Before I continue this post, I shall remind readers that I unfortunately conflate "structural terms" and "functional terms", the latter being more acceptable amongst linguists (but idc because it's much simpler for me to describe my conlang from its perspectives and principles).Ser wrote: ↑03 Dec 2019 08:40Uh, and what natlang is it that you happen to speak? "Passive noun" and "possessive verb" don't sound like normal terms at all, especially because in your post you seemingly imply these terms stand for "passive derived from a noun" and "possessive derived from a verb" (as opposed to "passive verbal noun derived from a verb", etc.). I know nothing about Griuskant though, perhaps it'd make sense to me if I read about it.
When I say "passive noun" and/or "possessive verbs", these are structural terms as I would call them because they describe what one does with the morphemes/affixes, but these do not describe what they (linguistically) do. Certainly, there are "passive derived from a noun", "possessive derived from a verb" and "passive verbal noun derived from a verb" in my conlang as well, but these are not what I'm referring to with these 2 terms.
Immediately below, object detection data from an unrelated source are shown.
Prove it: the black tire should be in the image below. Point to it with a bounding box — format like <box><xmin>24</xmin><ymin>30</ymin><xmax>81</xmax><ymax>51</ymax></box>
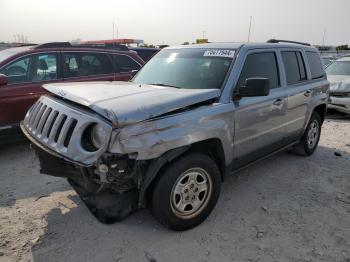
<box><xmin>151</xmin><ymin>154</ymin><xmax>221</xmax><ymax>231</ymax></box>
<box><xmin>294</xmin><ymin>112</ymin><xmax>322</xmax><ymax>156</ymax></box>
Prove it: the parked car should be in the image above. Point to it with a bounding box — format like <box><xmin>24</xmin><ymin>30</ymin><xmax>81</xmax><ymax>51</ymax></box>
<box><xmin>326</xmin><ymin>57</ymin><xmax>350</xmax><ymax>114</ymax></box>
<box><xmin>21</xmin><ymin>40</ymin><xmax>329</xmax><ymax>230</ymax></box>
<box><xmin>129</xmin><ymin>47</ymin><xmax>160</xmax><ymax>62</ymax></box>
<box><xmin>0</xmin><ymin>43</ymin><xmax>144</xmax><ymax>141</ymax></box>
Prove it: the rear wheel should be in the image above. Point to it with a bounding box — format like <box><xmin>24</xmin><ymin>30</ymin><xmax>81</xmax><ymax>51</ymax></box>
<box><xmin>294</xmin><ymin>112</ymin><xmax>322</xmax><ymax>156</ymax></box>
<box><xmin>151</xmin><ymin>154</ymin><xmax>221</xmax><ymax>230</ymax></box>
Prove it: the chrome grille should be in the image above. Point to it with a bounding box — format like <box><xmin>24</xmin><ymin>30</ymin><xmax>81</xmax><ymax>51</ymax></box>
<box><xmin>23</xmin><ymin>96</ymin><xmax>112</xmax><ymax>165</ymax></box>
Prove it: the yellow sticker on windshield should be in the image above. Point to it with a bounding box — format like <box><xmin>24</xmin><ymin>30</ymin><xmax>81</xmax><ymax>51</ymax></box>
<box><xmin>203</xmin><ymin>49</ymin><xmax>235</xmax><ymax>58</ymax></box>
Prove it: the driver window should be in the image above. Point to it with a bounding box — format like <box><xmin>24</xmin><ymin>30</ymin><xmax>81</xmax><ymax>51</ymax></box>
<box><xmin>237</xmin><ymin>52</ymin><xmax>280</xmax><ymax>89</ymax></box>
<box><xmin>0</xmin><ymin>54</ymin><xmax>57</xmax><ymax>84</ymax></box>
<box><xmin>0</xmin><ymin>57</ymin><xmax>29</xmax><ymax>84</ymax></box>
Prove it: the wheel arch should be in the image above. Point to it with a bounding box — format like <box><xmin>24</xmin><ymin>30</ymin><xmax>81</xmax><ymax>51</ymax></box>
<box><xmin>139</xmin><ymin>138</ymin><xmax>228</xmax><ymax>206</ymax></box>
<box><xmin>313</xmin><ymin>104</ymin><xmax>327</xmax><ymax>123</ymax></box>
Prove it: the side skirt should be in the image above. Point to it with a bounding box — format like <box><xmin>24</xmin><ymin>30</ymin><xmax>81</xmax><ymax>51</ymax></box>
<box><xmin>229</xmin><ymin>140</ymin><xmax>299</xmax><ymax>175</ymax></box>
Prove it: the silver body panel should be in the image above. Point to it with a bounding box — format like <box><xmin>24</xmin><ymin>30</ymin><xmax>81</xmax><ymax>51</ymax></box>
<box><xmin>328</xmin><ymin>75</ymin><xmax>350</xmax><ymax>114</ymax></box>
<box><xmin>24</xmin><ymin>44</ymin><xmax>329</xmax><ymax>165</ymax></box>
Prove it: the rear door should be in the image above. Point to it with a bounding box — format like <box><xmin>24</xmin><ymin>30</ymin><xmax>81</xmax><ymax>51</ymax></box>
<box><xmin>61</xmin><ymin>51</ymin><xmax>114</xmax><ymax>82</ymax></box>
<box><xmin>234</xmin><ymin>49</ymin><xmax>287</xmax><ymax>167</ymax></box>
<box><xmin>280</xmin><ymin>49</ymin><xmax>312</xmax><ymax>142</ymax></box>
<box><xmin>0</xmin><ymin>52</ymin><xmax>62</xmax><ymax>130</ymax></box>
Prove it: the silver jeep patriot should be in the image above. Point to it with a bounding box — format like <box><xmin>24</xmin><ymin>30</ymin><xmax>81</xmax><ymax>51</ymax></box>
<box><xmin>21</xmin><ymin>40</ymin><xmax>329</xmax><ymax>230</ymax></box>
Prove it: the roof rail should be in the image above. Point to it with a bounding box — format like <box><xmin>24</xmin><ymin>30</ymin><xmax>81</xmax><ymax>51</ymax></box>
<box><xmin>74</xmin><ymin>43</ymin><xmax>129</xmax><ymax>51</ymax></box>
<box><xmin>34</xmin><ymin>42</ymin><xmax>129</xmax><ymax>51</ymax></box>
<box><xmin>266</xmin><ymin>39</ymin><xmax>311</xmax><ymax>46</ymax></box>
<box><xmin>34</xmin><ymin>42</ymin><xmax>72</xmax><ymax>49</ymax></box>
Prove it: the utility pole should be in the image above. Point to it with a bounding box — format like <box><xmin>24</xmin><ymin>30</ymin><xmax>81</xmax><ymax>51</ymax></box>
<box><xmin>248</xmin><ymin>16</ymin><xmax>253</xmax><ymax>43</ymax></box>
<box><xmin>112</xmin><ymin>21</ymin><xmax>115</xmax><ymax>39</ymax></box>
<box><xmin>322</xmin><ymin>29</ymin><xmax>326</xmax><ymax>46</ymax></box>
Functionally, "passive nouns (str)" appear quite commonly in English and they are called something else, but there isn't a regular construction for it and there aren't strong links to other (cultural/mechanical) parts of the language, so there really isn't a reason to name it as such.
Again, there is nothing new/special/unique here, it's just random trivia that don't matter much in the grand scheme of terminologies.